The perfect setting for a first restaurant foray at Boca’s intimate TwentyTwenty Grille.
The restaurant is open for dinner only from 5 p.m. Tuesdays through Sundays. Diners with a sophisticated palette for subtle flavors and presentation have already discovered them. They’ve occupied a niche for seven years and expanded outdoor dining past their overhang with ceiling fans.
But it’s the other kind of fan loyalty that has kept them going. “The community supports us,” owners Rhonda and her husband executive chef Ron Weisheit said.
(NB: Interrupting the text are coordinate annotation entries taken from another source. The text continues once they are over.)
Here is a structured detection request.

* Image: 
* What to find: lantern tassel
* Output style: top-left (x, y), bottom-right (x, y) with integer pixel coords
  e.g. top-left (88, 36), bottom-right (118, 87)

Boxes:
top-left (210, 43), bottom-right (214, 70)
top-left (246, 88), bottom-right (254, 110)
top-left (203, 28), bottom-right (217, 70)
The in-person menu has nine a la carte “beginnings.” Nine entrees range from meats to fish and a pasta, and six sides. Like most restaurants now, TwentyTwenty Grille also offers a separate to-go and three-course curbside pickup menu.
Chef Ron likes to change it up and expects to serve more game meat like wild boar and venison in November. Also planned is a diver scallop dish with coconut rice and homemade nutella wasabi. “We always want to give people something special,” he said.
The portions shown in the photos are just tastings that also included a grilled octopus appetizer and yellowtail snapper puttanesca.
Homemade intermezzo sherbet had four flavors: lemon, mint, pineapple and cauliflower. Dessert is always homemade, too. They even make their own ice cream.
Server Matheus Oliveira knows the wine list, most organically grown, by the glass or the bottle. New to us were tastes of Leefield Station, a New Zealand sauvignon blanc with a kick. And Red Schooner malbec with grapes from Argentina.
The atmosphere’s always enhanced by music drifting out of Funky Biscuit on the courtyard, the chef said. The music venue is reopening with free admission first come, first serve on Nov. 5.
The Weisheits met 25 years ago. She was a pastry chef then. Now she runs the family business. They have two kids in Boca publics schools. There’s even have a door from where they met on the dining room wall. Rhonda made sure we saw that and heard the back story before we left.